The South Texas Nuclear Project (Photo by Dan Pancamo) |
The site was originally constructed for four units and is currently equipped with sufficient infrastructure, land and water rights to accommodate two additional units, NINA said in a statement in January.
“Constructing the two additional units at the site will introduce state-of-the-art and proven Advanced Boiling Water Reactor nuclear technology into Texas,” the company said. “ABWR is the only advanced nuclear technology that is both certified by the Nuclear Regulatory Commission and is fully engineered, having been built on time and on budget four times.”
“The addition of two new reactors will provide energy that is both emissions-free and made in the Lone Star state. It is a responsible approach to meet the growing demand for energy and need for new baseload generation in Texas,” said Juan Garza, president of advanced technology for NRG Energy.
But in their letter, the groups state that the projected cost of the South Texas Nuclear Project has soared from $5.6 billion in 2006 to as much as $18 billion today. The letter warns that, “…with a deregulated, competitive power market and some of the lowest wholesale electricity prices in the country, Texas is a particularly risky U.S. state in which to invest in expensive new reactors.”
“We don’t believe that JBIC or the Japanese government yet fully understand the extraordinary financial risk of investing in this project,” said Michael Mariotte, executive director of nonprofit Maryland-based Nuclear Information and Resource Service, which coordinated the letter.
“If these reactors were projected to be profitable, Wall Street bankers would be lining up to provide them loans,” said Mariotte. “The reality is that private investors in the U.S. shun new reactor projects because the risk far outweighs the potential rewards. That’s why utilities like NRG are trying to force taxpayers in the U.S. – and now taxpayers in Japan – to bear the burden of their dangerous, ill-advised nuclear projects.”

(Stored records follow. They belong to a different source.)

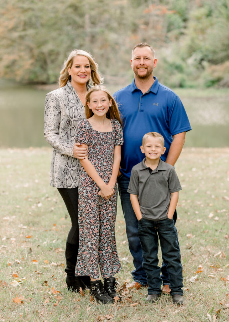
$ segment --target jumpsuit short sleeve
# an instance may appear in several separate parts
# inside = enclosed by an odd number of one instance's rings
[[[87,119],[79,122],[76,131],[76,142],[89,145],[91,142],[91,134],[89,123]]]

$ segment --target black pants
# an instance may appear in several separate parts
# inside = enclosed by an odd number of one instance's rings
[[[67,240],[69,244],[76,245],[78,253],[79,244],[78,188],[67,189],[58,188],[57,189],[64,202],[72,221],[72,227],[68,233]]]

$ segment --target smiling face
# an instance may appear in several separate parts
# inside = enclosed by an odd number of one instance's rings
[[[144,145],[141,146],[141,150],[145,153],[147,159],[156,160],[159,159],[162,154],[164,154],[165,147],[159,138],[148,136]]]
[[[133,52],[131,64],[135,77],[148,79],[153,76],[157,59],[154,58],[149,47],[137,47]]]
[[[109,99],[105,92],[97,90],[92,92],[87,104],[94,115],[101,117],[106,114],[112,103],[112,99]]]
[[[72,67],[68,67],[68,71],[71,75],[71,82],[73,87],[74,85],[86,84],[91,76],[91,68],[88,58],[80,55],[75,56]]]

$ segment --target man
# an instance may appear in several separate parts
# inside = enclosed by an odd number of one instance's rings
[[[127,192],[134,166],[144,157],[140,147],[146,133],[158,132],[165,138],[165,152],[163,161],[174,166],[185,141],[186,132],[191,129],[182,103],[172,90],[160,84],[153,75],[157,65],[155,52],[145,43],[134,47],[131,60],[134,73],[131,84],[114,94],[123,120],[124,143],[122,147],[120,171],[117,181],[123,211],[126,222],[129,248],[135,269],[130,289],[147,285],[146,274],[142,268],[142,252],[138,235],[138,222]],[[175,211],[173,218],[176,220]],[[178,245],[178,240],[177,242]],[[163,293],[170,289],[166,263],[161,269]]]

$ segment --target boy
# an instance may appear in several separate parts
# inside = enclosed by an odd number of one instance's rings
[[[173,303],[183,303],[182,268],[176,246],[173,216],[182,189],[173,167],[160,159],[165,150],[163,137],[149,132],[142,138],[141,150],[146,157],[133,167],[128,190],[139,221],[138,234],[143,251],[142,266],[148,284],[146,300],[156,302],[161,293],[158,266],[158,238],[169,274]]]

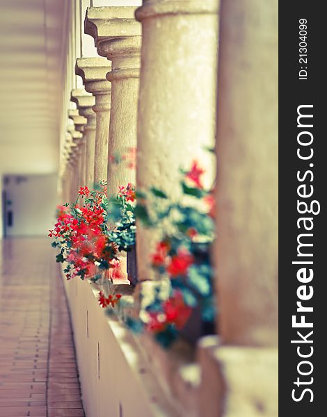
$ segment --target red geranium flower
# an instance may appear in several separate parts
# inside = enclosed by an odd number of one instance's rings
[[[177,254],[172,256],[167,272],[171,277],[185,275],[193,262],[194,258],[189,252],[179,250]]]
[[[90,190],[88,187],[81,187],[79,191],[79,195],[88,196],[90,194]]]
[[[199,188],[203,188],[203,186],[201,183],[200,177],[204,174],[205,171],[200,168],[198,165],[198,162],[196,161],[193,161],[192,167],[185,174],[185,177],[189,179],[191,181],[192,181],[196,186]]]
[[[165,263],[168,250],[169,245],[167,242],[159,242],[157,244],[156,252],[152,256],[153,266],[159,267]]]

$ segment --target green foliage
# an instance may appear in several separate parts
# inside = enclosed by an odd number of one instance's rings
[[[150,188],[150,191],[153,194],[153,195],[154,195],[155,197],[157,197],[159,198],[164,198],[164,199],[168,198],[166,193],[164,193],[164,191],[161,191],[161,190],[159,190],[159,188],[152,187],[152,188]]]
[[[63,255],[63,251],[61,251],[58,255],[56,256],[56,262],[63,263],[65,262],[65,258],[64,258]]]

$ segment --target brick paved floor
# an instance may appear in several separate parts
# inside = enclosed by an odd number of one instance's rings
[[[83,416],[54,251],[45,238],[0,245],[0,417]]]

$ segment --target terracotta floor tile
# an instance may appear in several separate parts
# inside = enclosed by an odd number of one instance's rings
[[[0,417],[83,417],[70,316],[49,241],[0,245]]]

“The Japanese Government is determined to rush headlong into nuclear exports, as part of its ‘package infrastructure’ export policy, but it has yet to carry out any risk assessment for this policy,” said Hideyuki Ban, co-director of Citizens’ Nuclear Information Center in Tokyo.
Karen Hadden, director of the Sustainable Energy and Economic Development Coalition in Austin, Texas, said, “NRG has been desperately trying to scoop up investors in the Central Texas region, but the reactor project remains fiscally shaky at best. NRG is working off of cost estimates that are artificially low and offering power at costs at which they are unlikely to be able to deliver.”
On May 19, 2009, the Department of Energy confirmed that the South Texas Project expansion was one of four projects selected for further due diligence and negotiation leading to a conditional commitment under the DOE loan guarantee program.
Mariotte said the U.S. environmental community has long opposed the use of U.S. Department of Energy loan guarantees, which are actually loans from the government’s Federal Financing Bank, for new nuclear reactor construction.
The group letter states, “Just as we have warned American taxpayers and elected officials about these very serious financial risks, we also urge you to very carefully consider these risks before deciding to invest in new reactors in the United States.”
“We respectfully suggest that Japanese taxpayers would not want to lose money on a U.S. reactor project. Nor would U.S. taxpayers want to bail out JBIC when the predictable losses occur. Such outcomes would obviously be uncomfortable on both sides of the Pacific,” the letter concludes.
NIRS and the signatory groups object to nuclear energy because of the risk of radioactive contamination in case of accidents and spills, as well as lack of permanent storage for spent nuclear fuel. They say, “We do not support construction of new nuclear reactors as a means of addressing the climate crisis. Available renewable energy and energy efficiency technologies are faster, cheaper, safer and cleaner strategies for reducing greenhouse emissions than nuclear power.”